Do you see me? Do I matter? Doesn’t someone care about me?

Quite honestly you can feel it when you enter a building or room. The way someone welcomes you like they know you or uses your name like you have made their day. I remember Margaret Brady, our receptionist in Carrollton-Farmers Branch ISD. She was a model for me for seventeen years. Everyone who entered the building was greeted with such joy, caring and warmth. From my first day in town for an interview in 1978 until the last day I was back in the district for a visit fifteen years or so later……what an impact she had, and I have never forgotten.

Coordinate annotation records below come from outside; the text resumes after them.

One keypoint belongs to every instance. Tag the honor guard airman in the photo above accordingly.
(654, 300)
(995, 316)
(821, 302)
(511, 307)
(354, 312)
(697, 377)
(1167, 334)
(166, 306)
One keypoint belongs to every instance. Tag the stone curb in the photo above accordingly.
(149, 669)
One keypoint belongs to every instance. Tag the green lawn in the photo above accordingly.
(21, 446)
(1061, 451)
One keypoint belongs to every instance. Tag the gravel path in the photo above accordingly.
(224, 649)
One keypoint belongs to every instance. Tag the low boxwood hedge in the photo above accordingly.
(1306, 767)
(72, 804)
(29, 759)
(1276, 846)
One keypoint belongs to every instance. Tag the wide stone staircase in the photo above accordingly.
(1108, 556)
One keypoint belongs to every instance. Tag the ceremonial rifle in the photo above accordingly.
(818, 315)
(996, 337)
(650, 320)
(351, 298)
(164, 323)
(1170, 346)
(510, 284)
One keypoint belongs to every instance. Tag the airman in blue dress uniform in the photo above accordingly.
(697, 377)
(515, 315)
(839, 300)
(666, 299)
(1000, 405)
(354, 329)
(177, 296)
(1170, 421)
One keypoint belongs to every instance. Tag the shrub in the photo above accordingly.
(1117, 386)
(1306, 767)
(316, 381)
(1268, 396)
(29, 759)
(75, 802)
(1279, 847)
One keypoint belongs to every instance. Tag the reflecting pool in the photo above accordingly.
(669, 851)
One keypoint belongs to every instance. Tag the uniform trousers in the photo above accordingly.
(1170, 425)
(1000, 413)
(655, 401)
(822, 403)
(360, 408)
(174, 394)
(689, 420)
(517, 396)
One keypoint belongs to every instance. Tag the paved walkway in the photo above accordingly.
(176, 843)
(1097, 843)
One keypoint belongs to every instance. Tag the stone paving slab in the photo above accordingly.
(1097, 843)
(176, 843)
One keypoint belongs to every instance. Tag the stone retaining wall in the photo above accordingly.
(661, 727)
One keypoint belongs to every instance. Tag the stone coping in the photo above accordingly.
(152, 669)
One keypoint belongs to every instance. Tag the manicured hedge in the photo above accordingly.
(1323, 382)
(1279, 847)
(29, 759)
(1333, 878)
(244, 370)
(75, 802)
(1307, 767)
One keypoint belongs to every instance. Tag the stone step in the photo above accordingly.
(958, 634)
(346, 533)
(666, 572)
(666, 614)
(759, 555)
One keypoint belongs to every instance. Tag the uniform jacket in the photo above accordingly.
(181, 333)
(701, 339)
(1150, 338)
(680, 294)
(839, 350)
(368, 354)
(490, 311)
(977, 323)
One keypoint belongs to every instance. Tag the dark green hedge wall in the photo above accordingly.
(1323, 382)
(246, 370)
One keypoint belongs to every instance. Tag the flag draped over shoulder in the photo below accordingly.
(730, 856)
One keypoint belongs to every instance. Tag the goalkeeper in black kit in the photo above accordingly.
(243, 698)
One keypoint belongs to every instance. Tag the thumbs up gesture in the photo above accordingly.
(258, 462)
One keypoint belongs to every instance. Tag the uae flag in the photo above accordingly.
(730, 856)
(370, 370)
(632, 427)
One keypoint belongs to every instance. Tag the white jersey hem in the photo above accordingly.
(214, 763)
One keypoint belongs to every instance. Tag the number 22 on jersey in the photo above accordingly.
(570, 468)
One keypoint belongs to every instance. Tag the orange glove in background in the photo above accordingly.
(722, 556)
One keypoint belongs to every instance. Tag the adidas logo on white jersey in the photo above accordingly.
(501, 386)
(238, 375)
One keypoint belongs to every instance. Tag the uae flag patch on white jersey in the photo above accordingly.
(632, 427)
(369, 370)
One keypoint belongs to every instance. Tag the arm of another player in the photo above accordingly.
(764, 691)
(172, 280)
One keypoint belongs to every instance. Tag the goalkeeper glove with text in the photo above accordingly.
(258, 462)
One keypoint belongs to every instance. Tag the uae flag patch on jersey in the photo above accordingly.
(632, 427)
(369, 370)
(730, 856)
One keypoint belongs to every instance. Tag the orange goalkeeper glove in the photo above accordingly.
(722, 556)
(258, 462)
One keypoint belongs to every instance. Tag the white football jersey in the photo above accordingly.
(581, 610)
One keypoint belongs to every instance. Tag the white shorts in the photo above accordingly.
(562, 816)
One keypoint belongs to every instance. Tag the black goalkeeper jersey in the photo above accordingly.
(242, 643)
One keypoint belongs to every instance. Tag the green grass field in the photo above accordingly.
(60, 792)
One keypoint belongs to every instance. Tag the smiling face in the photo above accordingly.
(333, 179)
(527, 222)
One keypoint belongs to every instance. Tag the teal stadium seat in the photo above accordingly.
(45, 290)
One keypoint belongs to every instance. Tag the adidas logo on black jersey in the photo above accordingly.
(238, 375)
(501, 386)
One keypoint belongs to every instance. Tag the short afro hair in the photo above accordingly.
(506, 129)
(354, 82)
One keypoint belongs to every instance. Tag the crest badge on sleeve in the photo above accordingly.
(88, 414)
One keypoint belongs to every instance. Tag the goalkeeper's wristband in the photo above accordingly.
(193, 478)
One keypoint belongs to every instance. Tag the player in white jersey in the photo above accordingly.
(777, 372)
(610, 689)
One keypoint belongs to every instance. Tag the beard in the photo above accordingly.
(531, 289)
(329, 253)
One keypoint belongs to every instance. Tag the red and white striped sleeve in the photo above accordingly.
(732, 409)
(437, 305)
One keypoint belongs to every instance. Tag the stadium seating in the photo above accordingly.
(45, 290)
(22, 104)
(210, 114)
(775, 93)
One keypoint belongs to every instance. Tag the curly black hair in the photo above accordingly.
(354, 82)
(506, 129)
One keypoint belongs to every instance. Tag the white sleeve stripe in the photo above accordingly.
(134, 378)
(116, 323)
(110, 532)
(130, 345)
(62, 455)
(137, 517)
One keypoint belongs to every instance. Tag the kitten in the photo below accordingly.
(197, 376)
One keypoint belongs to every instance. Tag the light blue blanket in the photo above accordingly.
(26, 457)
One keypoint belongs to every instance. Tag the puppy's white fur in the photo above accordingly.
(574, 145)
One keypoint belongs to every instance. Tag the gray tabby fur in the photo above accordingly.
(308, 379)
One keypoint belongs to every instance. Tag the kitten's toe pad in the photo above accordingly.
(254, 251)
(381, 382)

Her heart was in her work!

The research tells us that when employees feel safe and cared about, people are 50% more productive which then enhances performance and results. That’s great and the most critical thing is the psychological safety that immediately is felt. It permeates culture when we cultivate and nurture the practice of caring. With this in mind, what are the practices important to remember?

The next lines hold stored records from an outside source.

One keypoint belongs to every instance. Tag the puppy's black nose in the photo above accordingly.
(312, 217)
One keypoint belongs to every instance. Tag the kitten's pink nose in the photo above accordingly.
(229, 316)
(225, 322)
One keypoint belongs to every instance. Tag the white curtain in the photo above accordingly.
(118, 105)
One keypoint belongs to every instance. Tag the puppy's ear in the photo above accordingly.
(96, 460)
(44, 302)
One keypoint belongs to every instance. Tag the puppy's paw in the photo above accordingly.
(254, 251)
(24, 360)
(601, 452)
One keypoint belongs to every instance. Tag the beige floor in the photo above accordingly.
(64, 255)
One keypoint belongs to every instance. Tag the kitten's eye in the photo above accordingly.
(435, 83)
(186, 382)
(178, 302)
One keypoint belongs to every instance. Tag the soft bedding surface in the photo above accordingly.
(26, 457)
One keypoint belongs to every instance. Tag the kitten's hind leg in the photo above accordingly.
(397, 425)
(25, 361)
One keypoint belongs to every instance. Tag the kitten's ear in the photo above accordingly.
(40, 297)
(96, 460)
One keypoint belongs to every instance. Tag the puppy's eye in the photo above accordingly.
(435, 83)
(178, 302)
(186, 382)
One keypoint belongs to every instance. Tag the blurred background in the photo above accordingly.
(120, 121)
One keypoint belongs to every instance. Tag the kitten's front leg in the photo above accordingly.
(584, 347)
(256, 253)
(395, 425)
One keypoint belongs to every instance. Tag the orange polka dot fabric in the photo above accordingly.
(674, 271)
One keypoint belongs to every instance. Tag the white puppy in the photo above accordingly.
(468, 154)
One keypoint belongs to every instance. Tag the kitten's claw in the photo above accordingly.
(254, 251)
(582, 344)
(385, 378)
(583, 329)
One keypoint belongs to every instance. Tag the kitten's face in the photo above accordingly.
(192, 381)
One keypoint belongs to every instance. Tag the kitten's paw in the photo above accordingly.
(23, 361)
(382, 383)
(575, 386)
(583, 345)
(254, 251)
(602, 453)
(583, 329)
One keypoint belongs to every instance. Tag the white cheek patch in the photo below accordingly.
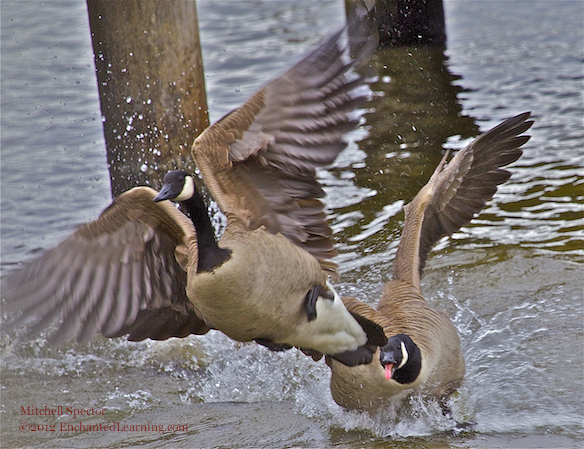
(404, 355)
(188, 190)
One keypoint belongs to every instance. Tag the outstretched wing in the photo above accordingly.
(117, 275)
(460, 190)
(260, 160)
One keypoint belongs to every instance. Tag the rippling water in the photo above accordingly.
(511, 280)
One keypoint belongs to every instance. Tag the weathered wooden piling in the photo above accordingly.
(151, 86)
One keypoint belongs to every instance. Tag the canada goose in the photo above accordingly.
(423, 350)
(133, 270)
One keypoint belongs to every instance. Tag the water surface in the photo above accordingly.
(511, 280)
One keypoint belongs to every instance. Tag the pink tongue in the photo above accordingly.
(388, 370)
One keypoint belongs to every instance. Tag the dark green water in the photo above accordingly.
(512, 280)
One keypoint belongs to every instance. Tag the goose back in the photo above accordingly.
(454, 194)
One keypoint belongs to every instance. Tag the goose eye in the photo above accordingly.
(404, 355)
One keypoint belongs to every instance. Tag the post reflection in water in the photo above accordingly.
(511, 280)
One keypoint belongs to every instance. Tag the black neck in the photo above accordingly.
(210, 254)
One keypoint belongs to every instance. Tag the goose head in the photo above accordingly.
(177, 186)
(401, 359)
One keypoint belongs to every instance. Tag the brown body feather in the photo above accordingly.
(448, 201)
(135, 269)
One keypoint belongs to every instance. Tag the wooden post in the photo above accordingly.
(407, 22)
(151, 86)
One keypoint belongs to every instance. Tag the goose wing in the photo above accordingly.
(461, 189)
(259, 161)
(117, 275)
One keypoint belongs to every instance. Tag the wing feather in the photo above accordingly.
(259, 161)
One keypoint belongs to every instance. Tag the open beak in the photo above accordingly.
(388, 370)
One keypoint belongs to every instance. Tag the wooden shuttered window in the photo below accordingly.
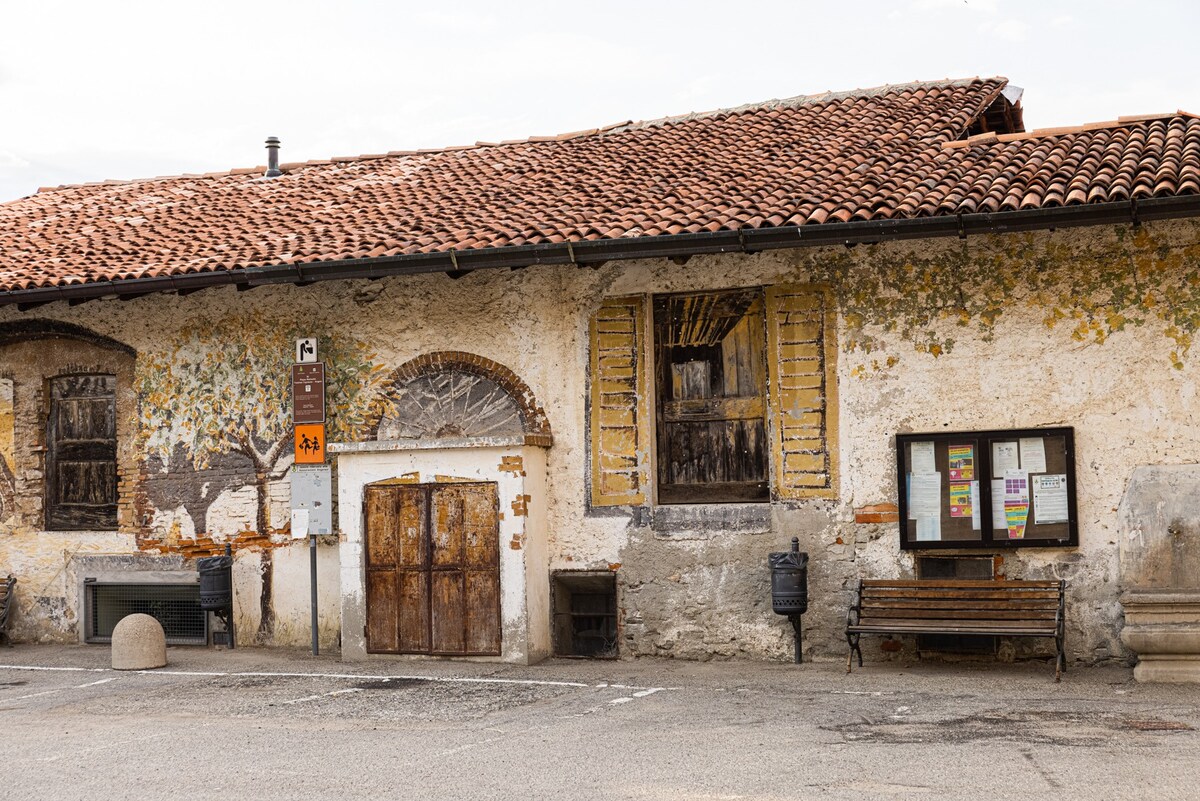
(618, 403)
(709, 397)
(748, 383)
(803, 372)
(81, 458)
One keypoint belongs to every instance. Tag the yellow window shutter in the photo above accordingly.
(803, 373)
(619, 413)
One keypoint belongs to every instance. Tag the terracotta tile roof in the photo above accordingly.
(885, 154)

  1. Be clear on the definition. What are the articulated and shared core values and principles of the organization? Harvard coined the term, “a shared belief that the team is safe for interpersonal risk-taking.” Over the year it began to evolve to “freedom to fail,” then to, “fail fast, fail often, and fail forward.” Then popularized as “fail fast, learn faster.”
  2. Talk the Talk
    • Set the stage. Leaders genuinely want to hear from people. They honestly welcome ideas and embrace bad news, the crazy ideas, and the tough questions. Conversations are relationships.
    • Perpetually ask good questions. Questions you really don’t know the answer to.
    • Respond in productive ways. You may not always agree, yet we can always appreciate effort, thoughts, and observations.
  3. Walk the Walk: John Maxwell says a leader… “shows the way and goes the way.” Building a culture of psychological safety means showing it is OK to be transparent, authentic, and wrong.When everyone returned from COVID, it was scary, and no one knew how to do what had to be done. Mistakes were made every day, but we were committed to pivot and figure it out together.
  4. Meet Foundation Needs: Psychological safety comes when other needs are met. It requires person to person connection. Employees must know leaders genuinely want their input and ideas. Change activates areas of the brain, as does danger or pain, but when people feel included, have autonomy, have a voice, and are kept informed, the brain feels a thrill not a threat.

So, with the excitement and fun of new beginnings…remember, it is all about treating everyone as colleagues, collaborators, partners and respecting their truth – in turn they will respect yours back. This TRUST is the foundation of psychological safety. With trust, everything gets easier! Have a wonderful year!

Reference: HR Morning: Renee Cocchi, Psychological Safety in Your Culture. June 2022.